Closed
Bug 1430878
Opened 7 years ago
Closed 7 years ago
Add worker type with >30 CPU cores to support some toolchain tasks
Categories
(Firefox Build System :: Task Configuration, task)
Firefox Build System
Task Configuration
Tracking
(Not tracked)
RESOLVED
FIXED
mozilla60
People
(Reporter: gps, Assigned: gps)
References
(Blocks 1 open bug)
Details
Attachments
(1 file)
We currently use the standard builder worker type for toolchain tasks. These are currently based on [cm][45].4xlarge instance types, which have 16 vCPUs.
Some of the toolchain tasks (notably Clang and GCC builds) are heavily CPU bound and should be able to scale up to take advantage of >>30 vCPUs.
I think we should add a new worker type backed by c5.18xlarge (72 vCPU), m5.24xlarge (96 vCPU), etc and move CPU bound toolchain tasks to it. This *should* shave minutes off individual toolchain tasks. And it could potentially shave dozens of minutes off the end-to-end times for rebuilding toolchains.
I /think/ this should be relatively low-effort:
1) Define the new worker type(s)
2) Perform Try pushes to see where the sweet spot is for the underlying EC2 instance type to make sure we're not throwing away too much money at cores we don't use
3) Switch tasks to the new worker type
Strictly speaking, we don't need to define the new worker type to test things: I can provision new AWS instances at will now and run things in Docker containers manually. But it's certainly easier to do it in the context of TC.
Also, we may want to wait for bug 1424376 so we don't waste money on idle instances because they still think AWS bills hourly.
Assignee | ||
Comment 1•7 years ago
|
||
From a c5.17xlarge worker building Clang 6:
[task 2018-01-16T21:35:04.398Z] -- Configuring done
[task 2018-01-16T21:36:25.043Z] -- Generating done
[task 2018-01-16T21:36:25.127Z] CMake Warning:
[task 2018-01-16T21:36:25.127Z] Manually-specified variables were not used by the project:
[task 2018-01-16T21:36:25.127Z]
[task 2018-01-16T21:36:25.127Z] LIBCXX_LIBCPPABI_VERSION
[task 2018-01-16T21:36:25.127Z]
[task 2018-01-16T21:36:25.127Z]
[task 2018-01-16T21:36:25.129Z] -- Build files have been written to: /builds/worker/workspace/moz-toolchain/build/stage1/build
[task 2018-01-16T21:36:25.759Z] cd "/builds/worker/workspace/build/src/build/build-clang"

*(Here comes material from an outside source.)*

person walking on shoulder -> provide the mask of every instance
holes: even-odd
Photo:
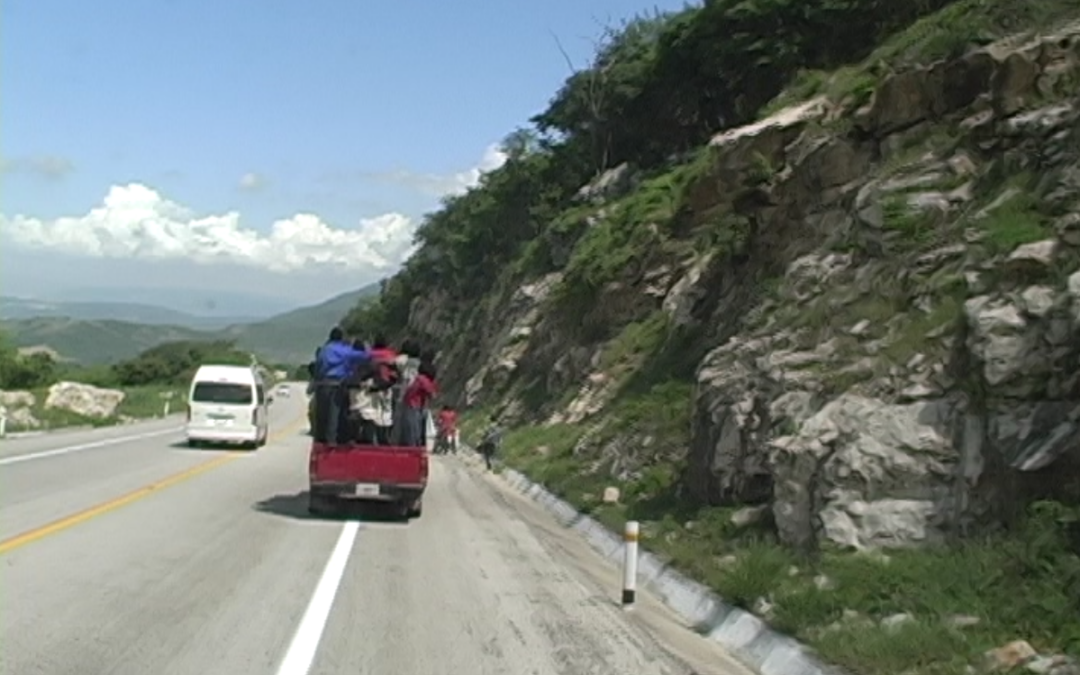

[task 2018-01-16T21:36:25.759Z] cd "/builds/worker/workspace/moz-toolchain/build/stage1/build"
[task 2018-01-16T21:36:25.759Z] ninja install
[task 2018-01-16T21:36:26.954Z] [1/3524] Building CXX object lib/Support/CMakeFiles/LLVMSupport.dir/APInt.cpp.o
[task 2018-01-16T21:38:14.234Z] [3000/3524] Building CXX object tools/clang/lib/Driver/CMakeFiles/clangDriver.dir/ToolChains/Haiku.cpp.o
[task 2018-01-16T21:39:35.046Z] [3524/3524] Install the project...
[task 2018-01-16T21:39:35.052Z] -- Install configuration: "Release"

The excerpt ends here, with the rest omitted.